If Portrush owes the best part of its renown to golf, which has converted an erstwhile fishing village into a world-famous holiday resort, it is no less true to say that golf, and especially ladies’ golf, owes a considerable debt to Portrush.
It was here that the Irish Open Amateur Championship was inaugurated in 1892, and the Irish Professional Championship in 1907. Portrush, in 1895, was the first links outside of England to house the British Ladies’ Championship, which was won by Lady Margaret Scott. The Championship was played here for the eighth time in 1995, and was won by Julie Hall from Felixstowe Ferry GC.
Altogether more than fifty national championships, British and Irish, have been decided here. The first professional tournament ever held in Ireland was run by the club in 1895. It was decided by match play, and the famous Sandy’ Herd, who was the Club’s first professional, was the winner; his opponent in the final was Harry Vardon, who was then a comparative unknown player, just coming up to the form that was to win him his first Open Championship in the following year. In July, Royal Portrush had the distinction of being the first Irish course to host The Open Championship, the winner being Max Faulkner with a score of 285 for the four rounds.
When the club was formed in May 1888, it was known as The County Club. It became The Royal County Club in 1892, when H.R.H. The Duke of York was its patron, and ‘The Royal Portrush Golf Club’ three years later, with H.R.H. The Prince of Wales (later King Edward VII) as patron.

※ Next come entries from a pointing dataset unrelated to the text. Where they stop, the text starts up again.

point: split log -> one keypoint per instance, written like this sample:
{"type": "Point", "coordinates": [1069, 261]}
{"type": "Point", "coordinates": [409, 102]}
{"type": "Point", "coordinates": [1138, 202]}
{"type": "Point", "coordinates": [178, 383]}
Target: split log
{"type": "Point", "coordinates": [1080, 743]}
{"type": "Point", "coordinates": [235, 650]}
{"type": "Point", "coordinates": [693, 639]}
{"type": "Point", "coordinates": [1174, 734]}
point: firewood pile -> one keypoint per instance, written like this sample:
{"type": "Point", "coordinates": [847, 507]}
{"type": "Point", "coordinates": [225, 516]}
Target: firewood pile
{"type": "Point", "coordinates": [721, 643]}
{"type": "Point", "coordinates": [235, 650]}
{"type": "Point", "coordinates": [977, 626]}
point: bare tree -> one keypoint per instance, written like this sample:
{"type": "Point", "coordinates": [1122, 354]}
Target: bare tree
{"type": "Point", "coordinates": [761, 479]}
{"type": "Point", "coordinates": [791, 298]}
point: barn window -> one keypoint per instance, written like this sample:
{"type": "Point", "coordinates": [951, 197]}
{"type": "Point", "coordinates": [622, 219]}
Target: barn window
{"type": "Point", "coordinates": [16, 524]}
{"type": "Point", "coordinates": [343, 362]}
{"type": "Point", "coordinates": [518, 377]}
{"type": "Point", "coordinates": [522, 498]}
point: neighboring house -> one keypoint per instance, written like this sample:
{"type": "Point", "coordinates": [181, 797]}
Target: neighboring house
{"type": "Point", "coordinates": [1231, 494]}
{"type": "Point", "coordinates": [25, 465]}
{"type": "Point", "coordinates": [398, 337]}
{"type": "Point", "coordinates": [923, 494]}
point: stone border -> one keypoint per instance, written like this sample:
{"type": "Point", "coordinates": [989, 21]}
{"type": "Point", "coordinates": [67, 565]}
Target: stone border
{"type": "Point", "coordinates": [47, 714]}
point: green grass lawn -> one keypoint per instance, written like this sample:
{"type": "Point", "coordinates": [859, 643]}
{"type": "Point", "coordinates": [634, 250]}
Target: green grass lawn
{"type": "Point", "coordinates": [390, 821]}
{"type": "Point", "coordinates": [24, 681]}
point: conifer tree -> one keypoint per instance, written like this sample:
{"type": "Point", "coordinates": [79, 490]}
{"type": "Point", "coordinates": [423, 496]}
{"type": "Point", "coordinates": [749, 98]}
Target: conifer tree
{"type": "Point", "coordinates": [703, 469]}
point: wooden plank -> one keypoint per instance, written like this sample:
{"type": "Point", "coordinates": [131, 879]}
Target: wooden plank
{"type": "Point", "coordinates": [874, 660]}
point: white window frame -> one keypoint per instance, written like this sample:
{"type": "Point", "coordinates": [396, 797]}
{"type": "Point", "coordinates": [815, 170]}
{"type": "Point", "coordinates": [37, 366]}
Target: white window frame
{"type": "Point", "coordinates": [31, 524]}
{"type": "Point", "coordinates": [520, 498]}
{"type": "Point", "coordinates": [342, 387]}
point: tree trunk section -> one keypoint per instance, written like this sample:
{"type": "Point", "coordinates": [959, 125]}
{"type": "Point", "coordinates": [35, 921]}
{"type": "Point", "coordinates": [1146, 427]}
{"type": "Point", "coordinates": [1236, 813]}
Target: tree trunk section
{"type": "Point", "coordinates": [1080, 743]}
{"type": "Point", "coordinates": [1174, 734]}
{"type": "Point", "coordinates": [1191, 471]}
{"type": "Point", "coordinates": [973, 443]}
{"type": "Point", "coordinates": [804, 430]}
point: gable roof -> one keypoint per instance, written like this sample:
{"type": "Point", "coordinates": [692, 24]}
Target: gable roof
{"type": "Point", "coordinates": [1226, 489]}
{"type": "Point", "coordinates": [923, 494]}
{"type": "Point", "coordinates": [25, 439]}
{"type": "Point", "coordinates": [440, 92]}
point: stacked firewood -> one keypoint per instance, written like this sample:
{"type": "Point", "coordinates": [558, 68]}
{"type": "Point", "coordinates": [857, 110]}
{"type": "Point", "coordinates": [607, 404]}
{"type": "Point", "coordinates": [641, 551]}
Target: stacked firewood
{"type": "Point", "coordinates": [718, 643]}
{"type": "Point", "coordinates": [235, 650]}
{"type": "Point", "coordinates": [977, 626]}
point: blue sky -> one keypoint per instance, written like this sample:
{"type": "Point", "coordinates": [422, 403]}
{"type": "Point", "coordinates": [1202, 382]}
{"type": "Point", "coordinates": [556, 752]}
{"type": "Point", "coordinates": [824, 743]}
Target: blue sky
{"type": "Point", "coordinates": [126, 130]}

The links have undergone many alterations in the course of its existence. The nine-hole course of 1888 was extended to eighteen holes the following year, and at that time, eight of these holes were laid out on the landward side of the Causeway road. Gradually, however, the course was moved further and further into the sand hills, until the famous architect, Harry Colt, laid out his own plans for the Dunluce links in 1929. The unfortunate loss of land comprising the first and eighteenth holes of this layout led to the creation of the present eight and ninth holes under the guidance of P.G. Stevenson and Sir Anthony Babington in 1946.
There have been may famous golfers who have played at the Royal Portrush Club at one stage or another: Gary Player, Arnold Palmer, Ernie Els, Darren Clarke and Larry Mize to name a few. With Phil Mickelson and Mark Calcavecchia playing in 2002 and Davis Love III and Jim Furyk enjoying a game in 2003. Other major winners who have visited Royal Portrush include Tom Watson, Jack Nicklaus, Steve Jones, Tom Kite and Ben Crenshaw.